Canada’s prime minister must be quite happy these days. There is actually a world-wide glut of oil driving down the price of crude oil. The Hair has taken us to the promised land of the oil economy and Canadians are reaping the rewards. They are also watching stock markets plummet and their eyes are rising skyward and they are saying, ‘Please, this is just a market correction, we hope.’
Who knew—other than the Hair—that fracking and tar sands would save the day for Canada’s economy? It was a brave move to dismiss the manufacturing sector in Ontario and Quebec as inconsequential. At a time when the Canadian dollar is in free fall, we have little left in the way of manufactured goods to offer our American friends. Despite the Hair’s efforts, little has come of the free trade agreements he keeps ballyhooing. Not that we have much other than bitumen and pork to offer.

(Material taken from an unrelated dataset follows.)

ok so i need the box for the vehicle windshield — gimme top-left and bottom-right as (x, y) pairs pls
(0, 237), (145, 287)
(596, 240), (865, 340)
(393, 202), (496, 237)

Just consider the prescience of the Hair. How could he have been more helpful to the tar sands economy? He has allowed the industry years of dithering over what if any environmental standards they would consider. Despite the promises, we have watched for those years as the Alberta landscape vanishes under the black cloud of carbon emissions from the heating and polluting of fresh water to drive the bitumen out of the pristine wilderness. We have watched open pit mining devastate the landscape.
We are also seeing old pipelines rededicated to the push to take bitumen to the seaports to share its pollution with the world. And when a tar sands booster talks about our going from sea to sea to sea, that third sea is the Texas Gulf ports where the Keystone XL pipeline is headed—if President Obama agrees.
We have watched as the Hair has gutted the federal government of scientists who would dare question his direction. His minions have stripped statistics Canada of the ability to analyse the Hair’s influence on the economy. In all, his government has dumped some 20,000 civil servants who might have made a difference. The Hair has stripped the federal government down to the lean and mean with the emphasis on mean. What successor, if any, would dare to take back his tax-cut incentives to vote Conservative?